According to a 2021 study, an estimated 70 million people worldwide are affected by epilepsy¹, making it one of the most common neurological diseases globally. The cause of a seizure is vaguely recognized as abnormal brain activity, and an absolute cure for it is yet to be discovered. However, interventions, such as prescription of anticonvulsant medications and brain surgery, are more common in managing seizures. Unfortunately, not all types of epilepsy can effectively benefit from these existing interventions. About one-third of the patients with epilepsy do not respond to the prescribed drugs, thus forming a condition called drug-resistant epilepsy¹.

Seizure is the result of irregular activities in brain tissue. Most of the time, abnormality starts in a specific (single/multiple zones) brain region. This zone is called the epileptogenic zone (EZ). Identification of EZ is crucial in case patients need brain surgery. The procedure involves measuring the high-frequency brain waves (≥80Hz) associated with irregular neuronal activity during a seizure. These frequencies are called high-frequency oscillations (HFOs), which are detected using a procedure known as stereoelectroencephalography (SEEG). Therefore, HFO is considered to be a biomarker for seizures.

Conventional SEEG is a minimally invasive technology where interpretation is made by simple visual inspection. Often the lack of experience and expertise of the clinician leads to biasness or error in judgement. A research group at Taipei Medical University (TMU) came up with an innovative solution, Auto Segmentation App. for Predication of Arteriovenous Malformation (ASAP-Cerebral AVM), to control the limitations by using computer-assisted quantitative analysis. The innovation integrates the conventional diagnostic technique with artificial intelligence (AI) based analysis to produce a better and more reliable diagnosis.

In 2020, the ASAP-Cerebral AVM received its first international recognition by winning an award at the 14^th International Exhibition of Inventions in Warsaw, Poland. The innovation can automatically detect the site of vascular malformation in the brain tissue where the electrodes are to be inserted when attempting epilepsy intervention. Following the clinical preliminary verification completion, it also received its patent from China (I680744). This newly improved high precision pre-surgical intervention not only makes brain surgery safer for the patients, but its ability to reconstruct clinically accurate 3D brain structure promises to benefit a broad range of other brain-related diseases. Among its unique features are the potential to provide clear imaging beyond just the surface of the brain, instead, extending its mapping range to include the brain’s deep interiors, which were impossible under the conventional approach. Thus, clearly defining its application in neurodegenerative disease research and many more.

Compared to the West, the integration of A.I. in medical imaging is still at its infant stages for Taiwan. Yet, it is not surprising to see the country’s researchers driving the adoption and advancement of such technology, given the excellent track record of Taiwan’s booming computing and information processing capabilities. It is strongly recommended that these capabilities be combined with robust clinical resources to boost the development of related upstream and downstream industries to further advance Taiwan’s A.I.-medtech industry. Given the ambition, it is essential to train computational science experts and clinicians to develop medical software that facilitates more AI medical-assisted diagnosis projects. Such progress would encourage more medical institutions to participate and cultivate talents in the A.I. medical equipment industry. Moreover, hospitals should incorporate cloud platforms to lower hardware thresholds, gain credible and rich data from medical institutions, utilize hospital databases to construct models, and increase clinical studies to enhance the future development space of A.I. medical imaging diagnosis manufacturers.

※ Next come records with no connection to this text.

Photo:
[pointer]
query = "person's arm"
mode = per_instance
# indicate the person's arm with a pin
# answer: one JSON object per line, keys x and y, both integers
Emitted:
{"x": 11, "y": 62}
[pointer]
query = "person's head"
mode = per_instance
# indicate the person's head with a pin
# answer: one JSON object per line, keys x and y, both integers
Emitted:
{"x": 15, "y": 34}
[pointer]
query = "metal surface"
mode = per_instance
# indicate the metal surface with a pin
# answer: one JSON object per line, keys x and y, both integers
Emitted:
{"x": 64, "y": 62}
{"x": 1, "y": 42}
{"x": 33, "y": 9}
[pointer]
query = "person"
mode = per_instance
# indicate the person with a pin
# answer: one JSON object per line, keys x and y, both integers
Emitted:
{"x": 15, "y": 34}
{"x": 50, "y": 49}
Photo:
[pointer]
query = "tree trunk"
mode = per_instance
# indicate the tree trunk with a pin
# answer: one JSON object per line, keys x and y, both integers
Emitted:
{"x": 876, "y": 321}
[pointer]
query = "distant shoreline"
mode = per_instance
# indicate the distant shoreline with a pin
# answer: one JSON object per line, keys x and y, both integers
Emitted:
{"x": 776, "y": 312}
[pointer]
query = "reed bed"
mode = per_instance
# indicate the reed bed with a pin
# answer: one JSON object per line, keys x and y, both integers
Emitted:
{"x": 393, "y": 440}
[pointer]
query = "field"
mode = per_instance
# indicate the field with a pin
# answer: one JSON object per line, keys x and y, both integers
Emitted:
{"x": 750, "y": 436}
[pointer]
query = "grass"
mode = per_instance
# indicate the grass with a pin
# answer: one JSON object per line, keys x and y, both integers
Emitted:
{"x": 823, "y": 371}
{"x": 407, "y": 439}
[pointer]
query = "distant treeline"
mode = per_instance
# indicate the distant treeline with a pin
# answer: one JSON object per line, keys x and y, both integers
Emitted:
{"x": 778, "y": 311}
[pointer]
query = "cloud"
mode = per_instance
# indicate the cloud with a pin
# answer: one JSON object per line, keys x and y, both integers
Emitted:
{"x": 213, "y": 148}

In conclusion, A.I.-based innovation in the field of medicine improves the accuracy, precision, and reliability of interventions. As proven by the research outcomes, whether it is the novel approach of using high-frequency oscillations (HFO) in stereoelectroencephalography (SEEG) or the invention of ASAP-Cerebral AVM, efficient diagnostics can now be readily provided in regions that lack skilled healthcare workers. Such successful attempts of incorporating A.I. into brain imaging technology serve as a good indicator of TMU’s contribution in propelling the nation’s aspiration to perform exceptionally in terms of the United Nations’ 3^rd and 9^th Sustainable Development Goals, Good Health and Well-Being, and Industry, Innovation and Infrastructure. With that said, the implementation and commercialization of these promising technologies will require open acceptance among practitioners and careful resource allocation by public and private authorities.